Landscape graph comparison

This chart shows a simplified 3D landscape illustrating the loss function of the neural network.

  • Left: The original “full” network, which is overparameterized.
  • Right: The pruned network, which has less bumps and is cheaper to optimize. However, in some points, it can be less “certain” than the original network, which explains the higher training loss despite the higher accuracy on the test set. You can see it interpolating approximately rather than partially overfitting.

Lottery Ticket Hypothesis Overview

The Lottery Ticket Hypothesis, proposed by Frankle and Carbin (2019), suggests that within large neural networks, there exist smaller subnetworks that can be trained to achieve similar or even better performance than the full network.

Visual Representation

The image shows two 3D plots:

  1. Full Network (Complex Landscape)
  2. Pruned Network (Simplified Landscape)

Full Network (Left Plot)

  • Represents a large, overparameterized neural network
  • Complex loss landscape with many peaks and valleys
  • More parameters (x and y axes) and wider range of loss values (z-axis)
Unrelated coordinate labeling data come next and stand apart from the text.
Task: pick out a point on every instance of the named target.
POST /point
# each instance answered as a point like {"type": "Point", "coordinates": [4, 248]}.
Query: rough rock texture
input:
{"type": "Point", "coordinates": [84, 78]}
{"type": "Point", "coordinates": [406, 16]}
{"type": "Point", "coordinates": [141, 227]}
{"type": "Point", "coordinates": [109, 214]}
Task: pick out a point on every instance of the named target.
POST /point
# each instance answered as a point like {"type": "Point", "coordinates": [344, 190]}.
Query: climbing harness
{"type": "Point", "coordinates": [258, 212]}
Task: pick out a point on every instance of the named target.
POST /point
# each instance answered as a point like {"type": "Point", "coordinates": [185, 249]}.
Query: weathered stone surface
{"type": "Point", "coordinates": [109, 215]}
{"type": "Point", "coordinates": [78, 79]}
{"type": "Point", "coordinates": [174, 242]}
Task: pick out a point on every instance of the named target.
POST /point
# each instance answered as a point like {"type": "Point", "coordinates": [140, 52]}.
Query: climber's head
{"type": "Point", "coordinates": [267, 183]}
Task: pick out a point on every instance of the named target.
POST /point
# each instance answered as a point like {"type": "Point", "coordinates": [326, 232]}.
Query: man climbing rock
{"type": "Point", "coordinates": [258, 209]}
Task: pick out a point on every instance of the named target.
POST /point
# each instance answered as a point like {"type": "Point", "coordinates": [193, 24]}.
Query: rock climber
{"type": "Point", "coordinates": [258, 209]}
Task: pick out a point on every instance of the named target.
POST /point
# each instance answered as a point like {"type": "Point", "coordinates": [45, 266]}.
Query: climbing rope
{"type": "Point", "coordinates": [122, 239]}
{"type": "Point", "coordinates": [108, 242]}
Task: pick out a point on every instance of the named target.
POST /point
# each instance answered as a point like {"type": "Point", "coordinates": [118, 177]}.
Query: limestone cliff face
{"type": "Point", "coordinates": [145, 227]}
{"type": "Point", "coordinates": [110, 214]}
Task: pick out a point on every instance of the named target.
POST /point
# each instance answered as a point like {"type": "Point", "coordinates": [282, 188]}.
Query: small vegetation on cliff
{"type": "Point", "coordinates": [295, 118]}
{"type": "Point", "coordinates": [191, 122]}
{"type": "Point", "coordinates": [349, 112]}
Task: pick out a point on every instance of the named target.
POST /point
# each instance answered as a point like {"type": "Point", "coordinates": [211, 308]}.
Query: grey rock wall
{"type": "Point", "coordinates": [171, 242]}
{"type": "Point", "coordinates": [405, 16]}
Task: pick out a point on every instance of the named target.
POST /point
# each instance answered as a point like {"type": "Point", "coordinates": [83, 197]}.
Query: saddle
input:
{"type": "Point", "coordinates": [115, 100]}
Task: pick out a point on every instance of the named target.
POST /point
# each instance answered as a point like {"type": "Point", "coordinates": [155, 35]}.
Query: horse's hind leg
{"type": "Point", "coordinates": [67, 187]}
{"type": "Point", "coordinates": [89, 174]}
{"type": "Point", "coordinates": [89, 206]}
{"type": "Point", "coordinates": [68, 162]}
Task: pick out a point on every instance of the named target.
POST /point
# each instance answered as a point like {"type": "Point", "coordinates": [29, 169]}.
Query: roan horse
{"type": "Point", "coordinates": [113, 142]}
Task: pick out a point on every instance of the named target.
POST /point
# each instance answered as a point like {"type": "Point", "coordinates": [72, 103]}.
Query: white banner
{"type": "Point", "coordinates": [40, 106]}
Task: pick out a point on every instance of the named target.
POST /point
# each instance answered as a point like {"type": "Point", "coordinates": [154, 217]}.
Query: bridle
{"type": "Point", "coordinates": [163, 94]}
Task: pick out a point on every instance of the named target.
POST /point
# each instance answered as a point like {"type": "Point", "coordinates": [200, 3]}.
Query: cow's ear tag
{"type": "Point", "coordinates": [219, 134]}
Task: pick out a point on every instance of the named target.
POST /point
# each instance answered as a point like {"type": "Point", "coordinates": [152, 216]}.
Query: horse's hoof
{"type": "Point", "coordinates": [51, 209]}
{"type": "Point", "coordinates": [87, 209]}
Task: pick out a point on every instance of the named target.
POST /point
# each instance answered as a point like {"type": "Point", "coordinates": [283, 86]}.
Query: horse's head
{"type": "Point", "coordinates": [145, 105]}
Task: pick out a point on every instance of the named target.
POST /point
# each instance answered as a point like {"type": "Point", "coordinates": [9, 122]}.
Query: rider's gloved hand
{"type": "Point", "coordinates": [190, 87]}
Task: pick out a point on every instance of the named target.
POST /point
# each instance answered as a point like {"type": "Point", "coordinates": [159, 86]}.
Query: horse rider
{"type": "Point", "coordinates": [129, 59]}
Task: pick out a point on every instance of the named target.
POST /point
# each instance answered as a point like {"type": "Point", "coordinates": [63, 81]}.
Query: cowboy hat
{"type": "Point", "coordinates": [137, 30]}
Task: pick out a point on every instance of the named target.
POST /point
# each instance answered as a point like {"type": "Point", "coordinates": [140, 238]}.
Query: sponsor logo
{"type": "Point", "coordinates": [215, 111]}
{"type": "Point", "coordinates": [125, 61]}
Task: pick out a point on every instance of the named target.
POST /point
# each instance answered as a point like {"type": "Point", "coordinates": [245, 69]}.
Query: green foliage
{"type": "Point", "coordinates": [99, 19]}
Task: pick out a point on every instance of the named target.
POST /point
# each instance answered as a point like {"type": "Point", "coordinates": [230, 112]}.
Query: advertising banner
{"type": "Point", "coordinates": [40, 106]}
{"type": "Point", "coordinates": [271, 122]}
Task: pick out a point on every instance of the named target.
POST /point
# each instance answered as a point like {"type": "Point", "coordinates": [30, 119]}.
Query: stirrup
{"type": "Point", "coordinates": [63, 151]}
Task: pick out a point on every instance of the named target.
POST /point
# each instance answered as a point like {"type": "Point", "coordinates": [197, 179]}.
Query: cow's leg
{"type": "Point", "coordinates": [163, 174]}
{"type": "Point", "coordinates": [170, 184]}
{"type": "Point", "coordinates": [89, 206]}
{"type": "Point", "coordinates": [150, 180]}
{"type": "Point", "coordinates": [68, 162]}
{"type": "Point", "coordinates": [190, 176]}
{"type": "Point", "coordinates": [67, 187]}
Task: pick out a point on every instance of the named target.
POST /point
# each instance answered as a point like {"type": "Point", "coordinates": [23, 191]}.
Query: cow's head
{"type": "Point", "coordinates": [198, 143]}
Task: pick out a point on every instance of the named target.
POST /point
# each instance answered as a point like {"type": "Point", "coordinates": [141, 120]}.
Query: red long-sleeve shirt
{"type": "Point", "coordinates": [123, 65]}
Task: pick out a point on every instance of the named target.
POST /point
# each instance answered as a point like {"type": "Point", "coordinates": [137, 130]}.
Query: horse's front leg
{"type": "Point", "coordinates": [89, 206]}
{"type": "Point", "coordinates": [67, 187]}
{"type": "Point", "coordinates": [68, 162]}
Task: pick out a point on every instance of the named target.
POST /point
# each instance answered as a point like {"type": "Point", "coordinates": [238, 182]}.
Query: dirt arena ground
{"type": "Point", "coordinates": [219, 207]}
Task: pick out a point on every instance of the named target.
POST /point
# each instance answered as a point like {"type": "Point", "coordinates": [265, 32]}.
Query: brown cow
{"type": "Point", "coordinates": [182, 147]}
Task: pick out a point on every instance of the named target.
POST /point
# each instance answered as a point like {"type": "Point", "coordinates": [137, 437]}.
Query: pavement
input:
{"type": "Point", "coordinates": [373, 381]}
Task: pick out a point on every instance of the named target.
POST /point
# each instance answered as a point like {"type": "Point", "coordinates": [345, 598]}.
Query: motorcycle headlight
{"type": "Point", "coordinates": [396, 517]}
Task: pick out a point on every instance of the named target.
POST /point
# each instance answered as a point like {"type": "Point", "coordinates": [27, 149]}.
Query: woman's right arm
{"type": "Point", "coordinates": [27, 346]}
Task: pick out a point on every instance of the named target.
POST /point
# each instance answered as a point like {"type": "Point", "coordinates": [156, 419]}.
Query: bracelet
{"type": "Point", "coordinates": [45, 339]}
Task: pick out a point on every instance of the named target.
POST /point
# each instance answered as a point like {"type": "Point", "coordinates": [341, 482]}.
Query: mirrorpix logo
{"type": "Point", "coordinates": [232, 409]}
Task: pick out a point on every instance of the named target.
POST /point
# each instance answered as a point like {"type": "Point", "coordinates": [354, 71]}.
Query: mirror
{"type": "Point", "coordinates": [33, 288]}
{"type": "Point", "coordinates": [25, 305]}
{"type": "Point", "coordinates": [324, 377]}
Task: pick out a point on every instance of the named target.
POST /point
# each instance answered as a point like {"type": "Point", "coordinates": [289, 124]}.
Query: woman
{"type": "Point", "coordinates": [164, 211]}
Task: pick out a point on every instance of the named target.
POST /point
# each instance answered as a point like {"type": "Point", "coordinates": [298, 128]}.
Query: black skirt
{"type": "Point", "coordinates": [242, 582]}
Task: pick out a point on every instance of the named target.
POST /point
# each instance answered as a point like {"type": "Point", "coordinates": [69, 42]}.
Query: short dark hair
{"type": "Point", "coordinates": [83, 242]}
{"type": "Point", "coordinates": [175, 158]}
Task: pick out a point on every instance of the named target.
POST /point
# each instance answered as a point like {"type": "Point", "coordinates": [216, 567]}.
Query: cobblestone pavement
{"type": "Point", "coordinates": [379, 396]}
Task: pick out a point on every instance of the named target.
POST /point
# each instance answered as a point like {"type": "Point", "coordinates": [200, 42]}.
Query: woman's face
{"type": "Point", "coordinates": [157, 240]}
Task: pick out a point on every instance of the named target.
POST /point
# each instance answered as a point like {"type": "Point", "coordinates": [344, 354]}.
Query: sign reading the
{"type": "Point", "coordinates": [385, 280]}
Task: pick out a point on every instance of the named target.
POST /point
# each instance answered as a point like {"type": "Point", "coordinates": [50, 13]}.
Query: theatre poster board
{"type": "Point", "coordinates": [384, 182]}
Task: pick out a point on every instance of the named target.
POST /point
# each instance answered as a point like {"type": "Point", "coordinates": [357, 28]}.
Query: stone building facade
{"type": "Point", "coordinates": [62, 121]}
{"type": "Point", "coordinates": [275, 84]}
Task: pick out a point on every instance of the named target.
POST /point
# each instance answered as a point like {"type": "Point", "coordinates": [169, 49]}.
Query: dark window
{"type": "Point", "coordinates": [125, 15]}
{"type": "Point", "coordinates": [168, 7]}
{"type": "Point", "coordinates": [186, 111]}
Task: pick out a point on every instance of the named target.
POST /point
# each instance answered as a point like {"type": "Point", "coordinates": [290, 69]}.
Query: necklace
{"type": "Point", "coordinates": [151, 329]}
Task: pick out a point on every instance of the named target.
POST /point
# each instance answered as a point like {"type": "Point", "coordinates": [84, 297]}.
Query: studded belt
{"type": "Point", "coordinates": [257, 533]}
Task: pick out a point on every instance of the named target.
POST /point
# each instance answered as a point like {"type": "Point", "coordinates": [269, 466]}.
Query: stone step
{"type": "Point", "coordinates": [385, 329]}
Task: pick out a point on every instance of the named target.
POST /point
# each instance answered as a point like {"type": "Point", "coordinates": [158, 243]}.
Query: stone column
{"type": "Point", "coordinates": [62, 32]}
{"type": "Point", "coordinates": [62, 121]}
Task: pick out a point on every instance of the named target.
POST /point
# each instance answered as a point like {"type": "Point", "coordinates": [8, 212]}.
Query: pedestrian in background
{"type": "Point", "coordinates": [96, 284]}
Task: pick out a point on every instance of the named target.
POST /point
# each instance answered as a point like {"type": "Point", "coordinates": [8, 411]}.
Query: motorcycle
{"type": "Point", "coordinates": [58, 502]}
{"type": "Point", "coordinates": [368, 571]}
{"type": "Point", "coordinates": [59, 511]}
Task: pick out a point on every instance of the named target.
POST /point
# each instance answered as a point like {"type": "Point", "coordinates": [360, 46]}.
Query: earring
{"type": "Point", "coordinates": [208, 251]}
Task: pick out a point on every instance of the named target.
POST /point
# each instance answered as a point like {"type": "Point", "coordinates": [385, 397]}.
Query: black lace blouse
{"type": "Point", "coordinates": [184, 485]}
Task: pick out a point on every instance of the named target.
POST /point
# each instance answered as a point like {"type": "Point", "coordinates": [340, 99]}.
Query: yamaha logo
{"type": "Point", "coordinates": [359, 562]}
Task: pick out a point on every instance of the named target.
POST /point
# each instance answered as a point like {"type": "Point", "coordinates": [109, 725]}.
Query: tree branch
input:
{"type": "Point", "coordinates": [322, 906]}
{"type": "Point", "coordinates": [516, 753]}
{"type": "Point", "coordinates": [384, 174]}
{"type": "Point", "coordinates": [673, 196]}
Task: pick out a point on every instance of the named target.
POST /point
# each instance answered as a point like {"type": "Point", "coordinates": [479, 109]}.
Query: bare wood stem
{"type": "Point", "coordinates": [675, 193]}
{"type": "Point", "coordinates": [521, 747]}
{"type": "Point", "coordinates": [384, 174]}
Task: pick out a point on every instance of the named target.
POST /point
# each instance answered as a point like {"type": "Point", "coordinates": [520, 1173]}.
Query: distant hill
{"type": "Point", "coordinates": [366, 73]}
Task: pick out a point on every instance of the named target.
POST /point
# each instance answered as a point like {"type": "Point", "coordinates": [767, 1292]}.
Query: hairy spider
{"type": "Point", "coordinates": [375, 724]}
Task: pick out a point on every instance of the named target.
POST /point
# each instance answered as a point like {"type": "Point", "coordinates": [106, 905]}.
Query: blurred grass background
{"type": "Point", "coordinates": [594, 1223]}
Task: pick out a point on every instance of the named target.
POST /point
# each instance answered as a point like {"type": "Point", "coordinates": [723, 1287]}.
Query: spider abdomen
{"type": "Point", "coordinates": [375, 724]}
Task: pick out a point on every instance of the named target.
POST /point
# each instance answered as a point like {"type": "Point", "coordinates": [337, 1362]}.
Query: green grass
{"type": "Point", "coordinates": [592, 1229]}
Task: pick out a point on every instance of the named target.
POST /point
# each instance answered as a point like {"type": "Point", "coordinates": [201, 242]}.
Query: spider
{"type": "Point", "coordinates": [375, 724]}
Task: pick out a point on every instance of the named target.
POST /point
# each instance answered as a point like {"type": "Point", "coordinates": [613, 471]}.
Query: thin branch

Pruned Network (Right Plot)

  • Represents a smaller, pruned subnetwork
  • Simplified loss landscape with smoother contours
  • Fewer parameters but maintains overall structure of important features

Pruning Process

  1. Train the full network
  2. Identify important connections (the “winning ticket”) by training for a short time, to notice which weights are most affected by the optimization process (often SGD-based, but I suspect this can be adapted to other optimizers)
  3. Prune less important connections (weights with lowest magnitude)
  4. Re-initialize to the original weights, but zero out the pruned weights using a mask
  5. Retrain the remaining subnetwork
  6. Repeat.

Benefits of Pruning

  1. Reduced computational cost
  2. Lower memory requirements
  3. Potential for improved performance

Challenges

  1. As described in the paper, this process is harder with deeper networks. It requires more care such as warming up the learning rate, so there is a need for tuning hyper-parameters

Implications of the Hypothesis

Efficiency: Smaller networks require less computation and memory. Previous pruning methods were only applied post-training: however, this paper explains how to also use it before training, which is a huge advantage because training is often times very, very expensive as the models get larger.

Generalization: Pruned networks may generalize better due to reduced overfitting due to a simpler loss landscape (or whatever other benchmark that can yield a measure of performance), as illustrated in the above image. This makes things simpler to work with, giving it just the right amount of flexibility to generalize well without overfitting nor underfitting.

Interpretability: Simpler models are often easier to understand and analyze (although in practice, a human cannot distinguish the difference between 1 million and 10 million parameters so…)

The paper mentions that this work encourages the design of better architectures that are more sparse. In addition, if you’re able to leverage the features of your initial randomized landscape to your advantage during training, this incentivizes better initialization strategies.

Rather than randomizing weights arbitrarily, certain initializations clearly favor certain features, and pruning can be used to remove these non-favored features.

If, one day, we’re able to figure out how to just make winning tickets pop up by initializing it well by a carefully designed initialization strategy, then I think it will be breathtaking. For instance, some are working on creating neural networks not by conventional training techniques from scratch (randomized initial weights), but directly using diffusion models to generate them.